Greenpeace & Monsanto: même combat

La recherche fondamentale et appliquée à l'agriculture est en danger. Le développement de nouveaux OGM est compromis. Ce ne sont pas les quelques millions de francs ou d'euros proposés en guise d'édulcorants pour faire passer des moratoires constitutionnels ou institutionnels envers les OGM qui vont y changer grand chose. Les politiques ont décidé que l'on ne pouvait par faire confiance aux scientifiques et qu'il fallait les remettre à l'ordre. Que notre agriculture soit non concurrentielle, qu'elle utilise des pesticides dont nous pourrions nous passer, qu'importe; les subventions et quelques beaux discours sur le principe de précaution suffisent pour calmer le jeu. En Europe, tous les programmes d'essais en champs sont pratiquement arrêtés (84 propositions seulement pour 2008) et aucun projet de développement d'OGM dans les Université et Centres de recherche agronomiques ne se concrétise réellement. Comment en sommes-nous arrivé là? Deux raisons au moins peuvent être invoquées:

  1. La plus ancienne, qui date des années 1980 a été la prise en main par l'industrie semencière et agroalimentaire de tout le système de mise sur le marché des nouvelles semences et le désengagement progressif des gouvernements dans la recherche agronomique publique (qui s'est manifesté en Suisse par le trop fameux "Personalstop" et la disparitions de groupes de recherche). Le système des brevets a été modifié pour permettre la mise sous contrôle de toutes les étapes de production d'une plante OGM. Le principe même des obtentions végétales a été adapté en conséquence. Pour rendre accessible aux paysans des pays en voie de développement le fameux "riz doré" enrichi en vitamine A ce ne sont pas moins d'une centaine de brevets qui ont du être négociés pour obtenir en fin de compte la gratuité pour les agriculteurs dont le revenu annuel est inférieur à 10'000$.
  2. La plus récente, qui s'est manifestée dès les années 1990 surtout, a été l'opposition de principe des organisations écologiques envers toute culture d'OGM. Cette opposition a abouti à la mise en place de lois et de règles extrêmement complexes, toutes en défaveurs des OGM considérés comme des agents dangereux, "polluants" et donc indésirables. Lorsque les organisations comme le WWF ont pu s'infiltrer dans les organes gouvernementaux les effets ont été désastreux. Le blocage par le directeur de l'OFEFP, Philippe Roch (ancien cadre du WWF) des essais en champs de la Station agronomiques fédérale de Changins nécessaires au développement d'une pomme-de-terre résistante au mildiou, a tué pratiquement toutes les tentatives d'essais de plantes OGM en Suisse et compromis la recherche publique dans ce secteur.

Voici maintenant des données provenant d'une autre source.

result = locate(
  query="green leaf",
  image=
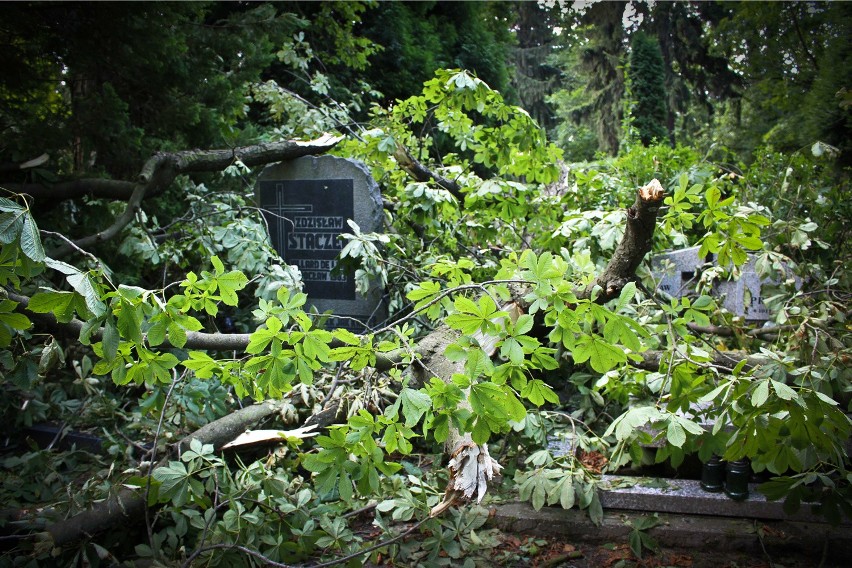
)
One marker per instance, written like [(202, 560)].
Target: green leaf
[(61, 304), (174, 482), (601, 355), (129, 322), (229, 285), (566, 492), (783, 391), (30, 240), (537, 391), (760, 393), (675, 433)]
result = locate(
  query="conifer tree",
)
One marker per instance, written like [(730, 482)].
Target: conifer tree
[(647, 77)]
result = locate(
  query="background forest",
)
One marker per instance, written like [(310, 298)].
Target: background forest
[(146, 318)]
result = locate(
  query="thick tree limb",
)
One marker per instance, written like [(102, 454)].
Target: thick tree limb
[(160, 171), (175, 163), (53, 194), (636, 243)]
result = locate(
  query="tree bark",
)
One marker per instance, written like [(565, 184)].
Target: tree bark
[(160, 171), (470, 467)]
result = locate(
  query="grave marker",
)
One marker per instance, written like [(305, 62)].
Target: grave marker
[(741, 296), (306, 203)]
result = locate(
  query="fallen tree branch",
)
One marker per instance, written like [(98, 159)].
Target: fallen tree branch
[(161, 170), (128, 505)]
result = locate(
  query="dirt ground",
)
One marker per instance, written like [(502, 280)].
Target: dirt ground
[(551, 553)]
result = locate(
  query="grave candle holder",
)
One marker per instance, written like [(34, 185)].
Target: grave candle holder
[(736, 479), (713, 475)]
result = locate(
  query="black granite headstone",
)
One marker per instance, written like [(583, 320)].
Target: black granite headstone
[(306, 203)]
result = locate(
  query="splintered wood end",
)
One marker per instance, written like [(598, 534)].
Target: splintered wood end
[(653, 191)]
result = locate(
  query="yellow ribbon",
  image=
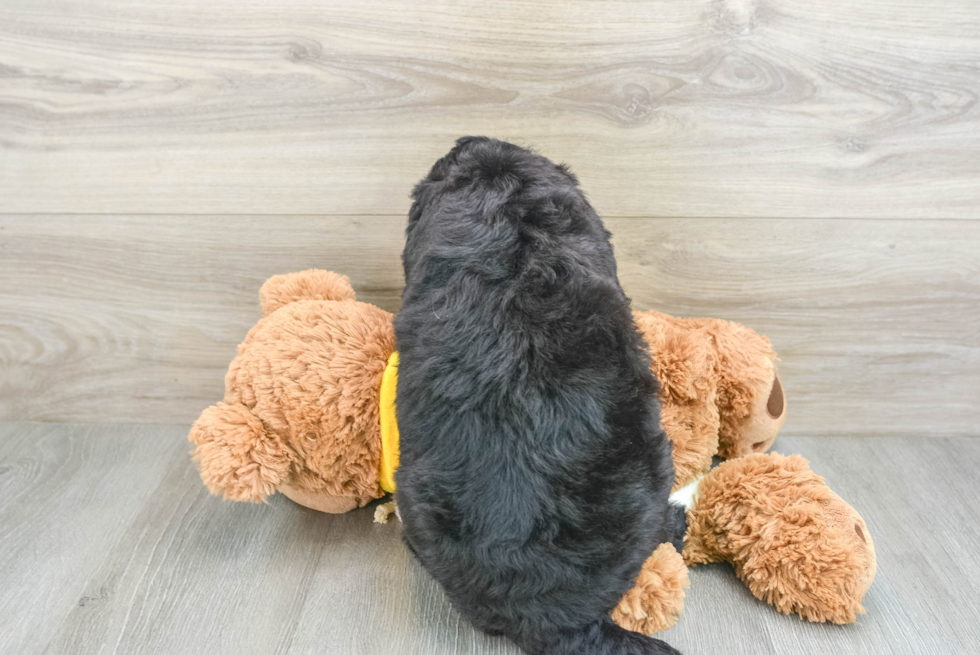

Aujourd'hui, seules les grandes compagnies comme Syngenta, Bayer, Monsanto et leurs filiales peuvent se permettre d'effectuer les démarches nécessaires pour entreprendre des essais en champs et pour ensuite mettre sur le marché une semence transgénique. Elles seules peuvent affronter Greenpeace, le WWF et autres multinationales écologiques et leurs stratégies d'opposition systématique et assumer les frais imposées par la législation. Dans le domaine publique, les sciences agronomiques suisse et européenne sont donc, pour le moment au moins, condamnées à l'inaction. Il y a beaucoup de plantes dans les laboratoires, il y a beaucoup de savoir faire et de connaissance qui sont aujourd'hui négligés.
Cependant, les pays du tiers-monde sont ceux qui souffrent le plus de cette situation, empêchés qu'ils sont de gérer eux-même et de maîtriser le développement de leur agriculture par le biais des OGM. A ce sujet, on lira avec intérêt les références suivantes [1] & [2]

Bibliography
1. Volume 2 - Issue 1/2 - 2006 - International Journal of Technology and Globalisation (IJTG), Special Issue on Genetically Modified Crops in Developing Countries – Institutional and Policy Challenges Guest Editor: Sakiko Fukuda-Parr
2. S. Fukuda-Sparr, ed., The Gene Revolution: GM Crops and Unequal Development. London: Earthscan, 2007, xxx + 248 pp., ISBN 978-1-84407-409-9.